(…)
— Somos católicos.
— Somos católicas. Filhas de Maria.
— Religião; é bem bom.
— É bom-bom.
— E depois?
— E depois?!
— E nós, depois?
— Vós?
— Nós e vós.
— Católicos. Católicos todos. Cobardes e católicos.
Cretinos e católicos.
— Se te ouvem…
— Não tenho medo da polícia.
— Sabes que não te prendem.
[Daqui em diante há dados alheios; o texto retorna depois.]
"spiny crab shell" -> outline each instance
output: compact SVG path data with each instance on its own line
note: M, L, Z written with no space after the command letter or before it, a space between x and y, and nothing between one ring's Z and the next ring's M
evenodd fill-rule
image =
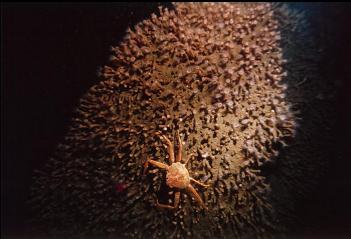
M186 188L190 183L190 176L185 165L176 162L169 166L167 171L167 185L171 188Z

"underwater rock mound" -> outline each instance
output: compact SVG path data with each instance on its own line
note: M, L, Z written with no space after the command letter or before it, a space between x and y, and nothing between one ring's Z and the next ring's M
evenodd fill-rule
M282 233L291 191L303 194L303 170L319 167L293 152L281 156L295 145L301 85L316 75L304 27L283 5L179 3L129 29L37 172L32 203L44 230L131 238ZM193 185L207 210L186 192L174 210L156 206L173 205L183 190L167 186L165 170L144 165L169 165L159 135L178 152L177 131L183 158L193 155L190 176L210 185ZM272 183L265 167L278 159L285 171Z

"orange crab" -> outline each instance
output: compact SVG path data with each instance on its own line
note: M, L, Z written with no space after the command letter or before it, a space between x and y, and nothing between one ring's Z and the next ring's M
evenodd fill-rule
M174 205L166 205L166 204L161 204L157 200L157 206L161 208L169 208L169 209L175 209L179 205L179 200L180 200L180 190L185 190L187 193L192 195L196 202L200 204L204 209L207 210L206 205L202 201L200 195L197 193L195 188L190 184L190 182L194 182L202 187L208 187L209 185L203 184L192 177L190 177L189 172L187 168L185 167L186 164L189 162L189 160L192 158L192 155L189 155L187 160L182 163L182 149L183 149L183 144L182 140L180 139L179 132L177 131L177 137L178 137L178 143L179 143L179 148L178 148L178 154L176 159L174 158L174 147L172 142L164 135L161 135L160 133L157 133L157 135L161 138L161 140L166 141L167 143L167 148L168 148L168 154L169 154L169 160L171 165L167 165L152 159L147 159L147 161L144 164L144 174L146 173L146 169L149 164L152 164L155 167L165 169L167 170L167 175L166 175L166 184L170 188L176 188L179 189L176 191L174 195Z

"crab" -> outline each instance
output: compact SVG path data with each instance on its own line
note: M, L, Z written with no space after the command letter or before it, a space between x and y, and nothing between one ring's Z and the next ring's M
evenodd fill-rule
M203 184L196 179L190 177L188 169L186 168L187 163L189 160L192 158L192 154L188 156L188 158L185 160L184 163L182 163L182 149L183 149L183 144L182 140L180 139L179 136L179 131L177 131L177 138L178 138L178 153L176 158L174 157L174 147L172 142L164 135L160 133L156 133L157 136L160 137L161 140L164 140L167 143L167 149L168 149L168 154L169 154L169 161L170 165L158 162L156 160L147 158L147 161L144 164L144 174L146 174L146 170L149 166L149 164L160 168L164 169L167 171L166 175L166 184L170 188L175 188L178 189L175 194L174 194L174 205L166 205L166 204L161 204L156 202L157 207L159 208L168 208L168 209L176 209L179 205L180 201L180 193L181 191L186 191L188 194L192 195L195 199L195 201L205 210L207 210L206 205L202 201L200 195L198 192L195 190L195 188L190 184L190 182L194 182L202 187L208 187L209 185Z

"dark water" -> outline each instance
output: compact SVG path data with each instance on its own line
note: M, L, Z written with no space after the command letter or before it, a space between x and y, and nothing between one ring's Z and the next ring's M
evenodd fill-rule
M33 169L62 140L78 99L128 26L157 4L2 4L1 228L28 238ZM293 4L326 34L326 77L338 86L335 147L317 190L297 210L297 238L351 237L351 5ZM327 68L327 69L325 69ZM308 228L308 229L306 229Z

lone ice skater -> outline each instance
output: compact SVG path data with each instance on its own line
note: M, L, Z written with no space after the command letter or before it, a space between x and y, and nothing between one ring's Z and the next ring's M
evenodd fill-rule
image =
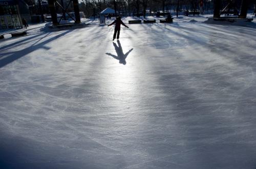
M115 32L114 33L114 36L113 37L113 40L114 40L116 39L116 33L117 33L117 37L116 37L117 39L119 39L119 34L120 34L120 29L121 27L121 24L125 26L126 27L129 28L129 27L127 26L121 20L121 16L118 16L116 18L116 19L112 23L108 25L108 26L111 26L114 23L116 23L116 25L115 26Z

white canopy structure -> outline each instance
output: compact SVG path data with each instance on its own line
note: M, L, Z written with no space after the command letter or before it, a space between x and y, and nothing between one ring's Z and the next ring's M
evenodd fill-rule
M117 11L117 13L118 13ZM100 12L101 14L114 14L114 13L115 13L115 10L110 8L106 8L104 10Z

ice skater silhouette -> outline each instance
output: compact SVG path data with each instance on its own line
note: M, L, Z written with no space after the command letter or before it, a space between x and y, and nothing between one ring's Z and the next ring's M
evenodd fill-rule
M116 33L117 33L117 39L119 39L119 35L120 35L120 30L121 29L121 24L125 26L126 27L129 28L129 27L127 26L124 23L123 23L123 21L121 20L121 16L118 16L116 18L116 19L115 20L114 22L112 23L109 24L108 26L111 26L114 23L116 23L116 25L115 26L115 32L114 33L114 36L113 37L113 40L114 40L116 39Z
M120 64L125 65L126 64L125 59L127 58L130 52L131 52L132 50L133 50L133 48L130 49L129 51L127 51L125 54L123 54L123 49L122 49L122 46L121 46L121 43L120 43L119 40L117 40L117 43L118 44L118 46L117 46L115 42L113 42L113 44L115 47L115 49L116 50L117 56L110 53L106 53L106 54L113 57L114 58L118 60L119 60Z

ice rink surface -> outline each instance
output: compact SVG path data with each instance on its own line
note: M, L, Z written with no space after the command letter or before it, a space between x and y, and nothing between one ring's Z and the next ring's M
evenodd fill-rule
M186 18L1 40L0 168L256 168L255 23Z

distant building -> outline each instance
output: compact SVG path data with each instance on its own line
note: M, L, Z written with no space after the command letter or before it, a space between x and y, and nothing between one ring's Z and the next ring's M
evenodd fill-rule
M29 7L23 0L0 0L0 30L23 28L22 18L30 21Z

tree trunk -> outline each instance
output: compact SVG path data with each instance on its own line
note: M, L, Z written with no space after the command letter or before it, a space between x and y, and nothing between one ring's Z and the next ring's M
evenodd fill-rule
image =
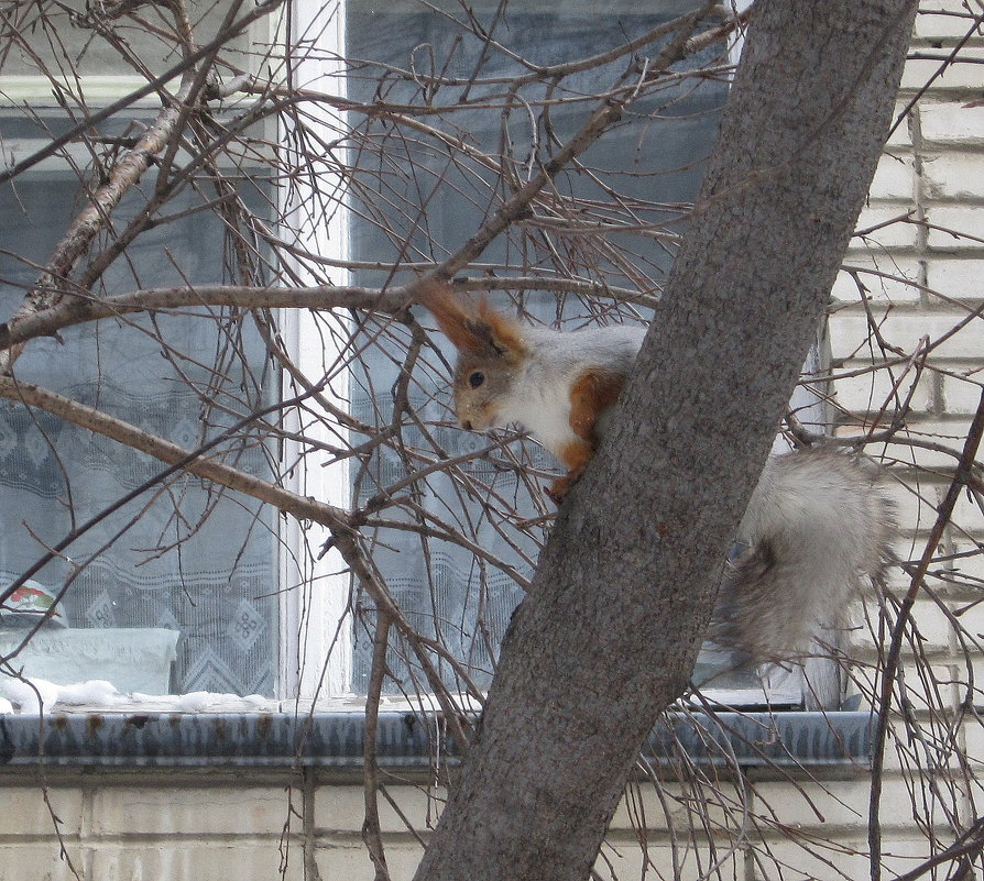
M761 0L656 321L513 618L417 879L589 874L639 745L688 682L914 15L904 0Z

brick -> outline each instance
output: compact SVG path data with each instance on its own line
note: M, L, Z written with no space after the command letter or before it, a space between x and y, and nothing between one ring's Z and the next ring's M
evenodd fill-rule
M855 414L876 414L883 407L886 412L893 412L897 406L893 388L898 378L898 371L895 371L893 378L887 370L878 370L861 376L837 379L833 384L837 403L845 410ZM914 379L915 375L912 374L901 377L897 392L899 399L908 396ZM909 401L910 409L917 412L927 412L932 409L933 401L932 375L923 373Z
M921 102L922 140L970 146L984 144L984 107L964 107L964 101Z
M953 627L945 613L932 599L917 599L912 606L910 620L915 624L922 638L919 643L921 650L936 652L950 650ZM851 641L852 645L857 647L859 651L867 652L875 646L875 635L871 632L867 626L859 627L853 631ZM909 654L914 651L908 642L903 648Z
M927 283L947 297L984 299L984 260L931 260Z
M909 135L909 121L908 119L903 119L898 125L895 124L895 121L907 111L908 102L899 102L895 108L895 115L892 118L892 131L888 133L888 140L885 142L886 147L892 151L895 147L900 146L909 146L912 143L912 139Z
M872 199L912 199L916 175L909 156L883 154L875 170L868 196Z
M299 793L295 794L299 801ZM208 830L227 835L280 835L287 821L283 786L130 789L100 786L92 797L94 835L121 829L145 835Z
M972 543L972 538L970 536L959 536L953 542L953 550L962 554L960 560L953 562L953 568L963 577L969 580L976 579L976 582L973 582L972 586L962 588L958 586L953 590L956 592L962 591L970 599L980 599L980 584L984 582L984 552L981 551L980 546ZM980 536L976 538L977 540L981 539Z
M929 51L932 52L932 49ZM940 76L932 79L929 87L930 95L949 89L981 91L980 59L984 58L984 49L964 47L960 51L959 57L977 60L963 64L958 62L949 65ZM904 89L921 89L930 81L941 65L942 62L938 60L908 60L903 70L901 87Z
M966 493L961 493L953 506L953 522L971 535L984 538L984 511L976 500L967 498Z
M934 14L940 11L955 14ZM973 22L966 7L959 0L922 0L914 33L921 40L956 41L966 34Z
M984 199L984 155L952 152L925 157L922 177L930 198Z
M857 218L855 229L867 230L872 227L878 227L874 232L868 233L863 239L855 235L851 239L852 249L871 247L878 245L881 247L915 247L917 240L917 227L915 223L908 223L900 220L911 208L908 203L898 203L886 206L878 203L875 207L866 206L861 217ZM881 224L886 225L881 225ZM846 261L850 263L850 258Z
M964 313L944 313L942 310L917 312L901 309L894 309L887 315L884 310L876 310L874 315L882 339L888 345L898 346L906 353L914 352L923 335L929 337L930 343L940 340L963 317ZM865 341L870 332L865 315L845 310L832 316L830 319L832 356L840 362L868 355L871 349ZM887 355L893 356L892 353ZM932 357L937 362L942 359L969 359L980 362L982 356L984 356L984 319L975 319L965 324L932 352ZM878 360L882 357L877 349L874 350L874 357Z
M930 247L940 251L984 249L980 208L931 206L927 219L932 224L928 233Z
M859 273L859 278L867 288L865 296L875 302L919 301L921 291L911 284L919 283L919 264L915 260L889 260L875 254L851 254L844 261L844 265L862 271ZM838 273L831 295L844 302L859 302L861 297L854 277L844 269Z

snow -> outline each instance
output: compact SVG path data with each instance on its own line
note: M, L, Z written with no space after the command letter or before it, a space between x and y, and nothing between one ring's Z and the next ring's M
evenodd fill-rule
M187 694L125 694L101 679L56 685L43 679L0 676L0 715L36 716L56 707L85 707L89 711L152 708L163 713L203 713L215 711L271 709L267 697L250 694L189 692ZM275 707L273 707L275 708Z

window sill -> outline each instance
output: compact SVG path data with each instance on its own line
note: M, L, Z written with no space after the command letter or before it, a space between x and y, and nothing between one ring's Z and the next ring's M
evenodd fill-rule
M426 768L455 763L439 714L386 711L379 717L379 761ZM365 730L360 709L294 713L50 713L0 716L0 766L358 768ZM674 741L699 764L743 768L870 766L867 712L679 714L657 728L644 753L673 761ZM724 757L729 756L730 759Z

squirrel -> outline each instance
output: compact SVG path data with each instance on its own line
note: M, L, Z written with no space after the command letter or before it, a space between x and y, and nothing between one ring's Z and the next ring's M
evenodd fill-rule
M459 425L521 423L567 469L546 488L559 505L598 449L646 329L534 326L437 280L424 284L420 301L458 350ZM846 626L868 581L883 583L893 531L873 465L824 444L772 456L724 564L709 638L756 663L837 642L826 631Z

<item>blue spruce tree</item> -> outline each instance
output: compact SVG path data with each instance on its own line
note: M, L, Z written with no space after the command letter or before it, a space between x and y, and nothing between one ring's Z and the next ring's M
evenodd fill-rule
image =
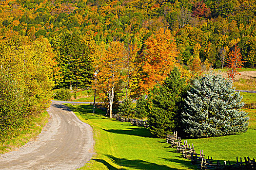
M212 72L192 83L181 114L185 132L192 137L218 136L246 131L249 118L231 80Z

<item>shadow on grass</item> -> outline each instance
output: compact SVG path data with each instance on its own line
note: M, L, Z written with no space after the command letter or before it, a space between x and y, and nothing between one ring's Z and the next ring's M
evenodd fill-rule
M145 161L142 160L130 160L125 158L118 158L109 154L107 154L106 156L108 156L116 165L124 167L127 167L129 169L132 168L136 170L176 170L176 169L171 168L165 165L158 165L154 163ZM189 162L188 162L175 159L162 159L166 161L172 161L183 165L181 165L181 167L195 169L195 168L192 166L190 165ZM118 169L114 167L104 160L98 159L94 160L102 163L106 166L109 170L125 170L125 169Z
M174 158L161 158L167 161L175 162L175 163L177 163L180 164L182 164L183 165L181 166L181 167L185 167L186 168L189 168L192 170L197 169L196 166L192 165L191 164L191 162L189 161L184 161L183 160L174 159Z
M113 134L124 134L140 137L155 138L149 130L145 128L130 128L127 129L104 129L105 131Z
M124 169L118 169L117 168L115 168L114 167L110 165L108 162L106 161L105 160L99 159L93 159L93 160L94 160L96 161L97 161L97 162L100 162L103 164L106 167L107 167L108 168L108 169L109 170L126 170Z

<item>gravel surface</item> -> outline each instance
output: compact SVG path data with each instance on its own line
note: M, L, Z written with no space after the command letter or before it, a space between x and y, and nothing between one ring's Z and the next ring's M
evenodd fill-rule
M91 127L58 102L48 112L51 118L35 140L0 155L0 170L76 170L91 158Z

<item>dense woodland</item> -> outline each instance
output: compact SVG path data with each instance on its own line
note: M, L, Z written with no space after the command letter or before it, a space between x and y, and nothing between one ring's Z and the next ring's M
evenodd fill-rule
M244 67L253 68L256 1L1 0L0 45L1 76L8 82L2 84L20 89L30 112L46 107L52 87L94 83L111 115L118 92L147 94L175 66L188 78L223 68L238 47Z

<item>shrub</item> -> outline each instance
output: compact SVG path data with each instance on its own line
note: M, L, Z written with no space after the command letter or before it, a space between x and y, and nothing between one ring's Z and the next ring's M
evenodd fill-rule
M145 96L141 96L136 102L135 107L135 117L138 119L145 118L147 117L148 110L147 100Z
M27 102L20 85L14 76L0 69L0 142L19 134L25 126L28 116Z
M178 126L179 106L186 88L185 79L180 76L175 68L162 85L150 92L148 122L150 132L158 137L165 137Z
M55 98L60 101L67 101L70 100L71 93L69 90L60 88L56 91Z
M196 79L187 93L182 122L193 137L217 136L245 132L246 113L240 111L242 97L230 79L212 72Z

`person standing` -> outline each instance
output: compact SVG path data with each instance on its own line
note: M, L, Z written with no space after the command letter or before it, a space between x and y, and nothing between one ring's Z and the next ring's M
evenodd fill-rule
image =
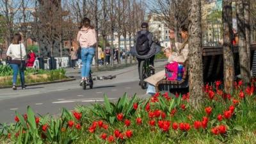
M109 44L107 44L107 46L105 48L105 53L106 53L106 65L108 65L110 63L110 56L111 56L111 49Z
M76 62L77 60L77 50L74 46L71 47L70 51L72 67L76 69Z
M20 76L21 88L22 90L25 89L24 60L26 52L25 46L21 43L21 35L19 33L15 34L12 43L6 52L6 56L12 59L10 65L13 70L12 88L13 90L17 90L17 77L19 72Z
M89 76L97 44L96 31L90 22L91 20L88 18L83 18L77 35L77 40L81 47L82 68L81 74L82 81L80 83L81 85L84 81L86 84L90 83Z

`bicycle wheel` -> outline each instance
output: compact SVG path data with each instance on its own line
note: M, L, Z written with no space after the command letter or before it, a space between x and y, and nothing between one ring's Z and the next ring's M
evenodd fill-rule
M142 89L147 88L147 82L144 79L148 77L145 61L141 61L140 65L140 83Z

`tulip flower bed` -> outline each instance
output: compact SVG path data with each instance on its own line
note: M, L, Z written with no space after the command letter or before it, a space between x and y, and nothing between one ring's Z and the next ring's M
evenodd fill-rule
M36 116L30 107L3 125L3 143L256 143L254 83L205 86L203 104L194 109L189 93L156 93L148 99L126 94L117 102L63 109L60 118Z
És rica. E depois o teu
paizinho ia lá buscar-te.
— Eras tu quem o devia fazer.
— Eu?
— Tu, sim! Não és meu marido?
— É o que está escrito.
— Scripta manent…
— Vê-se que estudaste latim.
— No Maria Amália. Está descansado, já esqueci quase
tudo. Que chatice, o rosa, rosae.
— Não acho.., e deu-me muito dinheiro a ganhar.
— Como? o latinório?
— O latinório, sim! Não sabes que era professor,
explicador particular.
— Lembro-me vagamente… fui tua aluna, em tempos.
— Bons tempos…
— Sim, talvez… foi há tanto tempo.
— Leviana! O passado, o grande passado dos séculos que
passaram, é a nossa força, não o esqueças, vivemos no passado, no passado temos
as nossas glórias, tradições, heroísmos, padrões na costa de África. O passado
é a nossa esperança! a nossa razão de ser!
— Passadismos! Possidonices! Ultratalassas de merda!
(…)
Luiz Pacheco, in Exercícios de Estilo, 3.ª edição, revista e aumentada, Editorial Estampa, Outubro de 1998, pp. 97-98.